Researchers from UHN’s Princess Margaret Cancer Centre (PM) have developed a new technique to rapidly identify molecules that bind to human protein targets. The method, called enantioselective affinity selection mass spectrometry (E-ASMS), is a highly sensitive screening tool that can detect even weak interactions between small molecules and proteins during the drug discovery process.
Traditionally, discovering possible drug molecules starts with high-throughput screening (HTS), where scientists use a variety of assays to test large libraries of chemicals against a protein target.
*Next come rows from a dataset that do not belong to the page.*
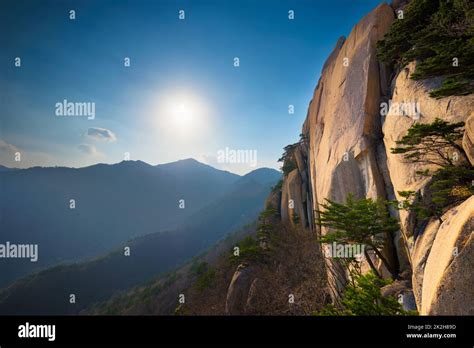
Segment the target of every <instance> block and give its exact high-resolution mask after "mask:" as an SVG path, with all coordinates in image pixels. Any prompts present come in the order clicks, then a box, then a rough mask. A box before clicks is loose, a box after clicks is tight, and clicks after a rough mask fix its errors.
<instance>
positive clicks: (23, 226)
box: [0, 159, 281, 314]
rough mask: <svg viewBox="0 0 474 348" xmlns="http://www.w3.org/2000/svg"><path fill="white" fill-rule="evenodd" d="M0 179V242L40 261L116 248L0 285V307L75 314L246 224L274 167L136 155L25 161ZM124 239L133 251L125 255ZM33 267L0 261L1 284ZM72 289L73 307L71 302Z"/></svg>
mask: <svg viewBox="0 0 474 348" xmlns="http://www.w3.org/2000/svg"><path fill="white" fill-rule="evenodd" d="M0 178H2V181H3V182H4V183H5V184H6V185H4V186H5V188H6V190H5V191H6V195H5V197H6V198H7V199H5V200H2V202H3V203H2V204H3V207H2V209H3V219H2V221H1V222H0V225H1V228H2V231H6V233H3V232H2V236H1V240H0V242H2V241H10V242H15V243H22V242H23V243H34V242H37V243H38V244H39V250H40V251H39V255H40V258H39V259H40V260H42V262H41V263H40V261H38V266H43V267H44V266H46V265H53V264H57V263H58V261H59V260H69V261H71V260H74V259H76V260H77V259H84V258H86V257H89V258H90V257H93V256H97V255H100V254H101V253H102V254H104V253H105V252H106V251H107V250H111V249H115V251H113V252H109V253H108V254H106V255H105V256H102V257H100V258H97V259H95V260H92V261H87V262H82V263H72V264H62V265H60V266H57V267H53V268H49V269H47V270H45V271H42V272H39V273H35V274H33V275H31V276H28V277H26V278H23V279H20V280H19V281H17V282H15V283H13V284H12V285H11V286H9V287H8V288H6V289H4V290H3V291H1V292H0V314H27V313H28V314H74V313H78V312H79V311H80V310H81V309H83V308H85V307H86V306H87V305H88V304H90V303H92V302H95V301H100V300H103V299H105V298H107V297H109V296H111V295H112V294H113V293H114V292H116V291H119V290H123V289H127V288H128V287H130V286H133V285H136V284H137V283H139V282H142V281H144V280H146V279H148V278H150V277H154V276H157V275H159V274H162V273H163V272H166V271H169V270H171V269H173V268H174V267H177V266H179V265H180V264H182V263H183V262H185V261H186V260H188V259H189V258H191V257H193V256H195V255H196V254H197V253H199V252H201V251H203V250H205V249H206V248H208V247H210V246H211V245H213V244H214V243H215V242H216V241H218V240H219V239H222V238H223V237H225V236H226V235H227V234H229V233H230V232H232V231H234V230H236V229H238V228H241V227H242V226H244V225H245V224H247V223H249V222H251V221H253V220H254V219H255V218H256V217H257V215H258V213H259V212H260V211H261V210H262V209H263V204H264V201H265V198H266V196H267V195H268V193H269V191H270V189H271V187H272V186H273V185H275V184H276V182H277V181H278V180H279V179H280V178H281V173H280V172H278V171H276V170H273V169H268V168H262V169H257V170H255V171H253V172H251V173H249V174H247V175H244V176H238V175H235V174H232V173H229V172H225V171H221V170H217V169H215V168H212V167H210V166H207V165H204V164H202V163H199V162H197V161H195V160H192V159H188V160H182V161H178V162H174V163H170V164H165V165H159V166H150V165H148V164H146V163H144V162H139V161H138V162H121V163H118V164H115V165H103V164H100V165H95V166H92V167H87V168H81V169H69V168H32V169H27V170H16V171H13V172H4V173H1V174H0ZM20 197H21V198H22V199H21V198H20ZM72 197H75V199H76V209H75V210H72V211H71V210H70V209H69V199H70V198H72ZM180 199H184V200H185V209H180V208H179V203H178V201H179V200H180ZM19 212H24V213H19ZM133 237H135V238H134V239H132V240H131V241H129V242H126V241H127V240H129V239H131V238H133ZM125 245H126V246H129V247H130V251H131V252H130V256H125V255H124V246H125ZM119 246H120V247H119ZM19 264H21V265H22V268H19V267H18V265H19ZM32 265H33V266H35V265H34V264H32V263H31V262H29V261H20V260H6V259H3V260H1V261H0V274H2V277H1V281H2V282H3V285H5V284H7V283H8V282H9V281H11V280H13V279H14V278H16V277H18V276H21V275H25V274H27V273H30V272H31V271H33V268H32ZM71 293H74V294H76V297H77V302H76V304H75V305H71V304H69V301H68V297H69V295H70V294H71ZM27 299H31V300H27Z"/></svg>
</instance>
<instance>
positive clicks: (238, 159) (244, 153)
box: [217, 147, 257, 167]
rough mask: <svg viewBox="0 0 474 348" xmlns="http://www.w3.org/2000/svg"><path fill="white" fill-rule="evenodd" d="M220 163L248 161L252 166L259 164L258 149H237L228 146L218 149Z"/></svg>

This process often produces false positives—in which the assay suggests a chemical binds to the protein when it does not—and misses chemicals that bind weakly. Any compounds that show activity must then be confirmed through time and labour-intensive methods.
To address these challenges, the research team developed E-ASMS—an assay with improved sensitivity that works by using a clever twist: it measures how mirror-image versions of a molecule (called enantiomers) interact with proteins. Small molecules may come in two mirror‑image forms—like left and right hands—that can bind differently to the proteins they target. E-ASMS can detect when one form fits better than the other, called enantioselective binding.
To test E-ASMS, the team screened over 8,000 chemical compounds—50/50 mixtures of both mirror image forms of a chemical—against 31 human proteins, including many thought to be difficult targets.
They discovered 16 promising molecules that bind to 12 proteins, as well as solved the 3D structures of several of the protein-molecule complexes identified. Some of these proteins, such as HAT1, which is linked to cancers and developmental disorders, have long been considered nearly “undruggable.”
By detecting interactions that other methods often miss, this approach accelerates the discovery of new molecules from relatively small chemical libraries. In addition, detecting when only one mirror-image of a molecule binds provides an extra layer of evidence against false positives, reducing the need for extra tests.
The team plans to scale up the use of E-ASMS to screen thousands of proteins and create a massive machine-readable open database to accelerate global drug discovery efforts in the near future.
“This could transform how we find chemical starting points for medicines,” says co-senior author Dr. Levon Halabelian, Affiliate Scientist at PM and researcher at The Structural Genomics Consortium (SGC).
Overall, E-ASMS can help reveal hard-to-find chemical–protein interactions with speed and precision, opening the door to finding drug targets that have remained out of reach until now.
Drs. Jianxian Sun, Xiaoyun Wang, and Shabbir Ahmad are co-first authors of this study. Dr. Sun is a research scientist, and Dr. Wang is a Postdoctoral Researcher in Dr. Peng’s lab. Dr. Ahmad is a Scientific Associate at Princess Margaret Cancer Centre.
Drs. Hui Peng and Levon Halabelian are co-corresponding authors of this study. Dr. Peng is an Affiliate Scientist at the Princess Margaret Cancer Centre (PM), Associate Professor in the Department of Chemistry at the University of Toronto, and a Scientist at the Structural Genomics Consortium – Toronto. Dr. Halabelian is an Affiliate Scientist at PM, an Assistant Professor at the Department of Pharmacology and Toxicology at the University of Toronto, and a Scientist at the Structural Genomics Consortium – Toronto.
This work was supported by the Natural Science and Engineering Research Council of Canada, the National Institute of Health, the Government of Ontario, the Canada Foundation for Innovation, and The Princess Margaret Cancer Foundation.
The Structural Genomics Consortium (SGC) receives direct member funding from Amgen Inc., Janssen Pharmaceutica NV, and Bristol-Myers Squibb Company, as well as grant funding from the Innovative Health Initiative Joint Undertaking, the Gates Foundation and the Michael J. Fox Foundation.
SGC also receives financial and in-kind contributions from Pfizer Inc., AstraZeneca UK Limited, Novo Nordisk A/S, Abcam Limited, Chemspace LLC, Enamine Germany GmbH, IBM Research Israel – Science and Technology Ltd., Nuvisan ICB GmbH, Thermo Fisher Scientific (Bremen) GmbH, The Hospital for Sick Children, and Vernalis (R&D) Limited.
Wang X, Sun J, Ahmad S, Yang D, Li F, Chan UH, Zeng H, Simoben CV, Green SR, Silva M, Houliston S, Dong A, Bolotokova A, Gibson E, Kutera M, Ghiabi P, Kondratov I, Matviyuk T, Chuprina A, Mavridi D, Lenz C, Joerger AC, Brown BD, Heath RB, Yue WW, Robbie LK, Beyett TS, Müller S, Knapp S, Owen DR, Harding R, Schapira M, Brown PJ, Santhakumar V, Ackloo S, Arrowsmith CH, Edwards AM, Peng H, Halabelian L. Enantioselective protein affinity selection mass spectrometry (E-ASMS) .Nat Commun. 2025 Dec 17;17(1):651. doi: 10.1038/s41467-025-67403-2.